Forget gate, $f$. In this component, the LSTM unit decides which information from its previous cell states $c^{\left(t-1\right)}$ should be removed. Hence, the activation value of the forget gate at $t$ is calculated with the following expression:

$$f^{\left(t\right) }=\sigma \left(W_{f } x^{\left(t\right)}+R_{f } y^{\left(t-1\right) }+p_{f }\odot c^{\left(t-1\right) }+b_f\right)$$

(3)

where $W_f$, $R_f$, and $p_f$ are the weights associated with $x^{\left(t\right)}$, $y^{\left(t-1\right)}$, and $c^{\left(t-1\right)}$, respectively, and $b_f$ is the bias of the forget gate.

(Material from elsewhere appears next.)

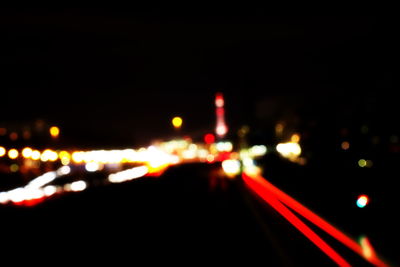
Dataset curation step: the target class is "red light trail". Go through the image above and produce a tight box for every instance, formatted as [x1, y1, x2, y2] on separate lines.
[242, 172, 389, 267]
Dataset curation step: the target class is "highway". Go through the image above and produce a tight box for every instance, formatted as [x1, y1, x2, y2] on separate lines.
[1, 160, 391, 266]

Cell state, $c$. It is calculated by merging the previous value of the cell state $c^{\left(t-1\right)}$ with the block input $z^{\left(t\right)},$ the input gate $i^{\left(t\right)}$, and the forget gate $f^{\left(t\right)}$ values as follows:

$$c^{\left(t\right)}=z^{\left(t\right)}\odot i{ }^{\left(t\right)}+c^{\left(t-1\right)}\odot f^{\left(t\right)}$$

(4)

Output gate, $o$. Its value is calculated with the following expression:

$$o^{\left(t\right)}=\sigma \left(W_{o }{x}^{\left(t\right)}+R_{o }{y}^{\left(t-1\right) }+p_{o }\odot c^{\left(t\right)}+b_o\right)$$

(5)

where $W_o$, $R_o$ and $p_o$ are the weights associated with $x^{\left(t\right)}$, $y^{\left(t-1\right)}$ and $c^{\left(t-1\right)}$, respectively, and $b_o$ is a bias weight vector.

Block output, $y$. Finally, the block output is calculated as:

$$y^{\left(t\right) }=h\left(c^{\left(t\right)}\right) \odot o^{\left(t\right)}$$

(6)

In Equations (1)–(6), $\sigma , g$, and $h$ refer to the point-wise nonlinear activation functions. The function used for gate activation is the logistic sigmoid, as presented in Equation (7).

$$\sigma \left(x\right)=\frac{1}{1+e^{1-x}}$$

(7)

The hyperbolic tangent is often used as the block input and output activation functions, $g\left(x\right)=h\left(x\right)=\tan \mathrm{h}\left(x\right)$.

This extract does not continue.